The room count is expected to reach 144,000 by the end of next year. Many of the newer ones have nonunion staffs. Blakely staffers unionized last June.
Their union, the New York Hotel & Motel Trades Council backed up the owner’s assertion that the closure had nothing to do with the contract that workers ratified Jan. 8. On Jan. 15, hotel general manager Fred Hartman — a week before telling TRD he knew nothing about the hotel closing and people being laid off — sent a letter to Blakely Hotel employees saying the hotel was shutting down and employees would be laid off starting in mid-April.
“The entire hotel will close,” Hartman wrote. “This action is expected to be permanent.”

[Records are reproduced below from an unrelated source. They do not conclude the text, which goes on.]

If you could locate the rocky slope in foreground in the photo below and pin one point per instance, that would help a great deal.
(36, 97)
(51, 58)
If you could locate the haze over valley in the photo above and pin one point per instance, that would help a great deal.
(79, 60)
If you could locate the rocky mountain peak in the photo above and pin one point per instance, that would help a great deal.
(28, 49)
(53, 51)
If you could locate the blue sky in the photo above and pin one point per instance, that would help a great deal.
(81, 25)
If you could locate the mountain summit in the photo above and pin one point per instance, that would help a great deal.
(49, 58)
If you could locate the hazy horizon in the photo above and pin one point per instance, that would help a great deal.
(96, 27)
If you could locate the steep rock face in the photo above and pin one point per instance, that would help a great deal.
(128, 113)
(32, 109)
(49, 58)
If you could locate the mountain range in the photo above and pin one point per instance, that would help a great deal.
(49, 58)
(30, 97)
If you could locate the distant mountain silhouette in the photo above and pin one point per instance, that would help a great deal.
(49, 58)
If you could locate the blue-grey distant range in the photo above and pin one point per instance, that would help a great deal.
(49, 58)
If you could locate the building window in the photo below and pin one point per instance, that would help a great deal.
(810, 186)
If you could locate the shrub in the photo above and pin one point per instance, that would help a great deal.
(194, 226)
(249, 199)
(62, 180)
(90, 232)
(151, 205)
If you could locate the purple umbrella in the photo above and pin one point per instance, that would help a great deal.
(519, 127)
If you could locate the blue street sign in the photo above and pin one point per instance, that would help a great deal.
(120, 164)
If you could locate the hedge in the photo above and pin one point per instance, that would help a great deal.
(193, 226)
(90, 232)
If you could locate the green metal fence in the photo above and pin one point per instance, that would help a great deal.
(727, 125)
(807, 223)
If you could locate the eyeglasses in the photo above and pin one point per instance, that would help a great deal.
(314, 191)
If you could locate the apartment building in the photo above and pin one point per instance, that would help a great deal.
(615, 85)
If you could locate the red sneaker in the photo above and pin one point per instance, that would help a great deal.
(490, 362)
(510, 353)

A notice was filed with the state’s Department of Labor that same day, saying the hotel could shut down and let go of 54 employees in the spring.
But the hotel could become something else, saving some of its workers’ jobs, according to the statement from Born.
“The Blakely Hotel and the union that represents its workers are in negotiations over the potential change in use of the hotel,” Born said. “Although no final decision has been made as to the ultimate operation, ownership will continue to work with the union to minimize the impact on workers.”
A group of investors led by Born and Ira Drukier bought the 17-story hotel in 2003 for $14.6 million.
“We developed the Blakely Hotel 20 years ago and have operated it since that time,” Born said in his statement. “We now face a difficult choice about the future of the property. No one is sadder than me to have to make this choice.”